Reporters on the Job

The Sound of Food: Reporter Meera Selva traveled through southern Sudan, where two decades of war means everyone is an expert at identifying the aircraft that deliver life and those that deliver destruction.

"The government sends Soviet-made Antonovs to bomb villages, and the World Food Program sends US-made C-130s to drop maize and beans," says Meera. "Villagers, who have no other exposure to modern technology, can distinguish between the sounds of the different aircraft engines from miles away. They heard the whine of the C-130 long before I did. The sight is extraordinary. A plane flies overhead at a prearranged time, dropping plastic sacks of flour and beans on wooden pallets. It swoops round, scatters the second batch and flies off without landing," says Meera.

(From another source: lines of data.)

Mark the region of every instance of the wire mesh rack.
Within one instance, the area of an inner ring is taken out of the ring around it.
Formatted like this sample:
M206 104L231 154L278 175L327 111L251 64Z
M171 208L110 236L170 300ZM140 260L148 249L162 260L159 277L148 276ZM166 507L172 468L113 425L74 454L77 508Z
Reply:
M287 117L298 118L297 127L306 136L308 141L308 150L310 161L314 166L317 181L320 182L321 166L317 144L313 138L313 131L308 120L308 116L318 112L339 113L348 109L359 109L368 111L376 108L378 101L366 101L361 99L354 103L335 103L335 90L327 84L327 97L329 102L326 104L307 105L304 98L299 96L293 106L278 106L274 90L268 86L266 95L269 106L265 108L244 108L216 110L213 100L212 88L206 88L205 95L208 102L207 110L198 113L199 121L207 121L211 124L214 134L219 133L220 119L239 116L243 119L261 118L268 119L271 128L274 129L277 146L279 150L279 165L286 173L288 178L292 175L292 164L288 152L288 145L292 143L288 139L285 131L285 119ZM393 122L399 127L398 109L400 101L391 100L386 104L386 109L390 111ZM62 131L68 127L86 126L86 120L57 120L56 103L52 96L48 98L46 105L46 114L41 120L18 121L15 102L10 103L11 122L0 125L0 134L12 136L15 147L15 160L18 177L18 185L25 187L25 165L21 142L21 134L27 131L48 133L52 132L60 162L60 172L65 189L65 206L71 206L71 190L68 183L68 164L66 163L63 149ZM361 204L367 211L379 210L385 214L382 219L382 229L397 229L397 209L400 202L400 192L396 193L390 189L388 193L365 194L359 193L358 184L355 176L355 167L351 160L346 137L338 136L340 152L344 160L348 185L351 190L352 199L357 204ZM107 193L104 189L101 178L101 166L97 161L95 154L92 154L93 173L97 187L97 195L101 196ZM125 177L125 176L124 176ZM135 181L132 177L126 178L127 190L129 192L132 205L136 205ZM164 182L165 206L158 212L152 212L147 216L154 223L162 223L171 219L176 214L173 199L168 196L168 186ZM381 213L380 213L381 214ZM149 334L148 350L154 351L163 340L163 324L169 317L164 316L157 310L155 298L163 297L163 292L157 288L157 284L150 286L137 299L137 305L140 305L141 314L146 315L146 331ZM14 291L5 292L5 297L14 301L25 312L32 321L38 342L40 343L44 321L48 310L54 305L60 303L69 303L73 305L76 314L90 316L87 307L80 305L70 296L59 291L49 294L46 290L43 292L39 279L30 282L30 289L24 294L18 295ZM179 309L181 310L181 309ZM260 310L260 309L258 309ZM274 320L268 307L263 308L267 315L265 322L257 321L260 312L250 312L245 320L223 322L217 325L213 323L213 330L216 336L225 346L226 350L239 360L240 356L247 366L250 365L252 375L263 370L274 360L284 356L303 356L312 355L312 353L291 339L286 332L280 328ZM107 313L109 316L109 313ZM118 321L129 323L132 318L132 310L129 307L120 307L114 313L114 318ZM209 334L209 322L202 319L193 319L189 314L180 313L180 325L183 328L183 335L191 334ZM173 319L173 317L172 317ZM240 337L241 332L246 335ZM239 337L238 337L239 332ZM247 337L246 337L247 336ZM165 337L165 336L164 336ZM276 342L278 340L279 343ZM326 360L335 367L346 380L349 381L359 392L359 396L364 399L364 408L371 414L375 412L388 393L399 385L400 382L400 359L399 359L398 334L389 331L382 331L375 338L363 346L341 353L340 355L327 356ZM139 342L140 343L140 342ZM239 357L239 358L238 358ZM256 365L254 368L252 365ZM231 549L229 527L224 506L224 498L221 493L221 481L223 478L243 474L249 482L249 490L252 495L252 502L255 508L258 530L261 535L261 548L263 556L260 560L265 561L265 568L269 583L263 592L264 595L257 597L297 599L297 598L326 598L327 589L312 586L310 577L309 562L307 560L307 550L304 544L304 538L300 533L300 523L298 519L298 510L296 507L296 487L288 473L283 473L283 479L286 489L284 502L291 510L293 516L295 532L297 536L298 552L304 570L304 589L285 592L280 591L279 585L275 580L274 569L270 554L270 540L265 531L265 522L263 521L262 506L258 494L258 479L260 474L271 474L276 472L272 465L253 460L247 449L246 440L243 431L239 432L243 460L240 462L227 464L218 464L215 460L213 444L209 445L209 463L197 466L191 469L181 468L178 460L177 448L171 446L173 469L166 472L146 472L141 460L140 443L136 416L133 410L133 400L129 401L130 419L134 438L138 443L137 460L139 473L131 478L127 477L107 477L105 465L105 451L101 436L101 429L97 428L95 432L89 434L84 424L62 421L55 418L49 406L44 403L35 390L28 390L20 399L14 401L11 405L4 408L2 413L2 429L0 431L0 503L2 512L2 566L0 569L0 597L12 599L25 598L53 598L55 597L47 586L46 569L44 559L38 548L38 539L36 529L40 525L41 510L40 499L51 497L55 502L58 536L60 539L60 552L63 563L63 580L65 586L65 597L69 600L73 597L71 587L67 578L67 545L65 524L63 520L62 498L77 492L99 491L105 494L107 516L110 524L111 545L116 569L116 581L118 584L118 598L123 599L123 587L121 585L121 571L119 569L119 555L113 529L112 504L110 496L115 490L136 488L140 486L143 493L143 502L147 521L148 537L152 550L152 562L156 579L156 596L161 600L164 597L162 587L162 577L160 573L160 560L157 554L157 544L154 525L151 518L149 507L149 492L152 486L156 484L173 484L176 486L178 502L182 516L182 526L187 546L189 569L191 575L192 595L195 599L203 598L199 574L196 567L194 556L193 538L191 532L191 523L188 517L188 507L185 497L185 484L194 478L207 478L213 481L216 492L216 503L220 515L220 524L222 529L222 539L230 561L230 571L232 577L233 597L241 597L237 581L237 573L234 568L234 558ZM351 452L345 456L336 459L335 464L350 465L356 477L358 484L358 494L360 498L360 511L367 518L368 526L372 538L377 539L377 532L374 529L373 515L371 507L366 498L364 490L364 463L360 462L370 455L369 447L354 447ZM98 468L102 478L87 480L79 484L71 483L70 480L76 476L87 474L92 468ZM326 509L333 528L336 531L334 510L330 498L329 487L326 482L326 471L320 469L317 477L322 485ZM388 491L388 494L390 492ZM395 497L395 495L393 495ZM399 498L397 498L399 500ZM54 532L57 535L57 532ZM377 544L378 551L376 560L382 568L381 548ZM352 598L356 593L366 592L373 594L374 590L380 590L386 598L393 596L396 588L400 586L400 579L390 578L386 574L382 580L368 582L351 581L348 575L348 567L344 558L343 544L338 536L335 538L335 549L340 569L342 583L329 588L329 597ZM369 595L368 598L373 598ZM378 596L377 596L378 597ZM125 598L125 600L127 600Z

Aid workers organize the local women to divide the food equally among those who need help. Nothing is wasted. The plastic sacks are used to build waterproof roofs for the wattle and daub huts that make up the village, and the wooden pallets are used to build tables, chairs, and blackboards for the local school. "It was a strangely cheering sight in the midst of so much poverty and desperation," says Meera (this page).

• Know Thine Enemy: Reporter Kathie Klarreich lived in Haiti for a decade and travels there regularly. She's seen turmoil before. But the current unrest "is different (page 7). This time you don't know who the enemy is. The potential for civil war is stronger now than at any time in the last 15 years," she says. "Under [Jean-Claude] Duvalier, you knew to stay away from the Tonton Macoutes [his militiamen]. During the 1991 military coup, you knew not to talk about Aristide. But you don't know whom to talk to - or in which direction you can go - and know that it's safe."